С эшафота будущее видится достаточно ясно. Я увидел его еще до казни несчастной Дюбарри. Жирондисты (умеренная партия) должны были проиграть. Впрочем, такого легкомысленного слова, как «проиграть», Революция не принимает. Только одно слово признает она – «умереть».

Появилась новая профессия – ненавистник. Это были одни и те же люди. Утром я их видел в Конвенте, где они аплодировали кровожадным речам ораторов, а по вечерам они сами произносили не менее кровожадные речи в клубах. Они же стояли в первых рядах около моей гильотины – с вечно раскрытыми ртами для проклятий и революционных песен. Именно тогда я обратил внимание, как изменились за это время их лица – особенно у женщин.

От вечных гримас ненависти, от постоянных криков ярости у них стали лица фурий!

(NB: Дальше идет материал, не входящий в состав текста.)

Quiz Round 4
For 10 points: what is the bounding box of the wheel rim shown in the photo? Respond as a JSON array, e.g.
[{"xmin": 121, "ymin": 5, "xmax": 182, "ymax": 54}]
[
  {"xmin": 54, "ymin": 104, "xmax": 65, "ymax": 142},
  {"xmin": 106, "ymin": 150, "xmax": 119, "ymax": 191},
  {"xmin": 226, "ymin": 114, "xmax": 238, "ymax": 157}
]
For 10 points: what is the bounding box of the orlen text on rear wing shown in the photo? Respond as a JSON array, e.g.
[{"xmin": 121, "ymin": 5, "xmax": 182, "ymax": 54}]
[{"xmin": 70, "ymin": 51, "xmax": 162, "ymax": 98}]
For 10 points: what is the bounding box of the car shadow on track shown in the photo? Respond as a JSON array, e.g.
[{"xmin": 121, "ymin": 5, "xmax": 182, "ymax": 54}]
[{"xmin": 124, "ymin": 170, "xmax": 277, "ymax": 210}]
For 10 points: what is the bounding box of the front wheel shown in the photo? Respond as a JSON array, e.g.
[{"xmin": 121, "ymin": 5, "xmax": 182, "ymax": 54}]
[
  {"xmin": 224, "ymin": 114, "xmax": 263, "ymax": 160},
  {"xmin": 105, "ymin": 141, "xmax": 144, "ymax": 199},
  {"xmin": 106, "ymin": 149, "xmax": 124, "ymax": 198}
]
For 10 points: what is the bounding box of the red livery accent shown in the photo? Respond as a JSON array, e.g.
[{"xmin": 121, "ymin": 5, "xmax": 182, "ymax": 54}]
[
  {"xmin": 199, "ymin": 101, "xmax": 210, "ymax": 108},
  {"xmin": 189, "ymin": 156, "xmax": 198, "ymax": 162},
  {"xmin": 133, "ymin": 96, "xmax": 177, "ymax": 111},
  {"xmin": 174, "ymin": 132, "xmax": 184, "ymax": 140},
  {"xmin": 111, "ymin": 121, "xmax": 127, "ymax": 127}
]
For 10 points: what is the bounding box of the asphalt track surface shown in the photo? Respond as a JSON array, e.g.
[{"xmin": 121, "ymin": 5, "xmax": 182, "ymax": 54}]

Помню, 10 августа (в годовщину штурма королевского дворца) я открыл окно, чтобы освежить воздух, и увидел молодого человека, сопровождаемого пляшущей и распевающей песни толпой. Он нес на палке… человеческую голову!

Теперь они устраивают самосуды повсюду. Вид толпы, вздернувшей на пики головы аристократов и орущей при этом «Да здравствует Республика!», давно уже никого не удивляет.

Ненавистники правят толпами, ибо Революция – это буря, и в ней действует закон пены, непременно выплывающей наверх!

Вопрос о судьбе короля был лишь предлогом в борьбе за власть между партиями. Жирондисты решили уступить народной кровожадности – и голосовать за смерть короля.

11 декабря несчастный король предстал перед судом Конвента. Впрочем, судьба его была решена еще до суда.

Верно сказал его защитник:

– Я ищу среди вас судей, а вижу лишь одних обвинителей.

И верно сказал обвинитель:

– Это процесс целой нации против одного человека. Его убийство хотели сделать символом. «Казнь короля должна укрепить народную свободу и спокойствие… Призрак должен исчезнуть». Это были слова Робеспьера. И 18 января жирондист Верньо, которому выпало в тот день председательствовать в Конвенте, огласил приговор.

Скоро, скоро я повезу на гильотину и Верньо… Но пока пришла очередь короля.

Король попросил отсрочить казнь – они ему отказали, позволили лишь проститься с семейством и отправиться к эшафоту в карете со священником.

Казнь была назначена на 20 января. Вечером 19-го я получил приказ: за ночь поставить эшафот и ожидать осужденного к восьми утра.

Были приняты невиданные меры предосторожности – даже мне, вопреки обычаю, не разрешили сопровождать короля на казнь.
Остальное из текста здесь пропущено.